Als im Nachtzug aus Warschau eine blutüberströmte Leiche mit Schusswunde gefunden wird, muss Conny Mey ihre morgendliche Jogging-Runde abbrechen. Am Bahnhof erwartet sie schon ihr Kollege Frank Steier, der nach einer Stichverletzung eben erst aus der Reha entlassen wurde. Es scheint sich um einen Raubmord zu handeln, ein Verdächtiger flüchtete, als die Polizei am Bahnhof eintraf. Der Tote ist der ehemalige Bundeswehr-Sanitäter Rüdiger Lange, der wegen Medikamentenmissbrauchs entlassen wurde. Schnell haben Steier und Mey auch die Identität des flüchtigen Verdächtigen herausgefunden: Es handelt sich um Stanislav Kilic, den mit dem Toten in Afghanistan an krummen Geschäften beteiligt war ...

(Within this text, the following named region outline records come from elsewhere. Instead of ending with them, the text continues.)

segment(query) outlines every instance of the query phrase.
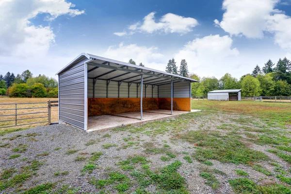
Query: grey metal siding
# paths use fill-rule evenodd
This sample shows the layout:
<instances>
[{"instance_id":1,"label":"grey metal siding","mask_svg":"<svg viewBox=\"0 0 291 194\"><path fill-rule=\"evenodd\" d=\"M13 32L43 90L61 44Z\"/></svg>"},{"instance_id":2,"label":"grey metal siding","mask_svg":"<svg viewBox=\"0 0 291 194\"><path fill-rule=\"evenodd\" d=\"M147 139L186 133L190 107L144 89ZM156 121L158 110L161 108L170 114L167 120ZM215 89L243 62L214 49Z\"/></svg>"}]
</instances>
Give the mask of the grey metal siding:
<instances>
[{"instance_id":1,"label":"grey metal siding","mask_svg":"<svg viewBox=\"0 0 291 194\"><path fill-rule=\"evenodd\" d=\"M159 97L171 97L170 83L159 86Z\"/></svg>"},{"instance_id":2,"label":"grey metal siding","mask_svg":"<svg viewBox=\"0 0 291 194\"><path fill-rule=\"evenodd\" d=\"M82 129L85 120L85 60L74 64L59 76L59 119Z\"/></svg>"},{"instance_id":3,"label":"grey metal siding","mask_svg":"<svg viewBox=\"0 0 291 194\"><path fill-rule=\"evenodd\" d=\"M189 97L190 84L185 82L173 83L174 94L173 97ZM171 90L171 88L170 88Z\"/></svg>"}]
</instances>

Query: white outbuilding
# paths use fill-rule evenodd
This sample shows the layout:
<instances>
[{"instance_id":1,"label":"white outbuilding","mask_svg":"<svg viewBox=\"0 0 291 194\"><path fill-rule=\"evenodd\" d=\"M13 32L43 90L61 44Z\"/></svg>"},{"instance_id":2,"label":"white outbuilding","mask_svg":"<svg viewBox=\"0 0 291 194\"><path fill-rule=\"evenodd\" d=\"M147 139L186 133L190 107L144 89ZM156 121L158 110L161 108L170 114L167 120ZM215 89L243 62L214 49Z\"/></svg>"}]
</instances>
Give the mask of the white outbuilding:
<instances>
[{"instance_id":1,"label":"white outbuilding","mask_svg":"<svg viewBox=\"0 0 291 194\"><path fill-rule=\"evenodd\" d=\"M221 90L210 91L208 94L209 100L241 101L242 89Z\"/></svg>"}]
</instances>

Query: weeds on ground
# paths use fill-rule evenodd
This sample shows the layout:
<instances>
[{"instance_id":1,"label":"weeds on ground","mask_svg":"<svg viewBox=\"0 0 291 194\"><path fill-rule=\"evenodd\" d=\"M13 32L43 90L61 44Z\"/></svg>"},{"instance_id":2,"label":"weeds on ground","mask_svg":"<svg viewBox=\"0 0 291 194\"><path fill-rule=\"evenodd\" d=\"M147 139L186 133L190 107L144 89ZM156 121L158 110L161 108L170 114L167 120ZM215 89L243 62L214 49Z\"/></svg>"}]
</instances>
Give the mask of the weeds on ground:
<instances>
[{"instance_id":1,"label":"weeds on ground","mask_svg":"<svg viewBox=\"0 0 291 194\"><path fill-rule=\"evenodd\" d=\"M242 177L248 177L249 176L248 173L247 173L246 172L244 172L243 170L235 170L235 171L236 173L236 174L238 174L238 175L241 176Z\"/></svg>"},{"instance_id":2,"label":"weeds on ground","mask_svg":"<svg viewBox=\"0 0 291 194\"><path fill-rule=\"evenodd\" d=\"M75 154L75 153L77 152L79 150L77 150L77 149L72 149L72 150L69 150L67 152L66 152L65 153L65 154L71 155L71 154Z\"/></svg>"},{"instance_id":3,"label":"weeds on ground","mask_svg":"<svg viewBox=\"0 0 291 194\"><path fill-rule=\"evenodd\" d=\"M290 188L278 184L269 184L264 186L256 184L246 178L228 180L228 182L236 193L254 194L288 194L291 193Z\"/></svg>"},{"instance_id":4,"label":"weeds on ground","mask_svg":"<svg viewBox=\"0 0 291 194\"><path fill-rule=\"evenodd\" d=\"M215 176L212 174L207 172L201 172L199 174L200 177L206 179L205 184L212 187L213 189L217 189L220 183L219 181L216 178Z\"/></svg>"},{"instance_id":5,"label":"weeds on ground","mask_svg":"<svg viewBox=\"0 0 291 194\"><path fill-rule=\"evenodd\" d=\"M103 144L102 145L102 147L105 149L109 149L111 147L116 147L117 145L114 144Z\"/></svg>"},{"instance_id":6,"label":"weeds on ground","mask_svg":"<svg viewBox=\"0 0 291 194\"><path fill-rule=\"evenodd\" d=\"M237 135L224 136L215 131L199 130L190 131L177 137L202 148L193 155L200 162L216 160L223 162L248 164L268 159L262 152L247 147L240 141L240 136Z\"/></svg>"}]
</instances>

Nach "Tatort - Eine bessere Welt" ist dies der zweite Fall des Frankfurter Ermittler-Duos alias Joachim Król und Nina Kunzendorf. Regisseur und Drehbuchautor Lars Kraume setzte auch diesen Fall in Szene und verarbeitet eine wahre Geschichte, die der Kriminalkommissar und "Tatort"-Analytiker Axel Petermann in seinem Buch "Auf der Spur des Bösen" beschrieben hat. Überzeugend agieren hier wieder Król und Kunzendorf als ungleiches Duo.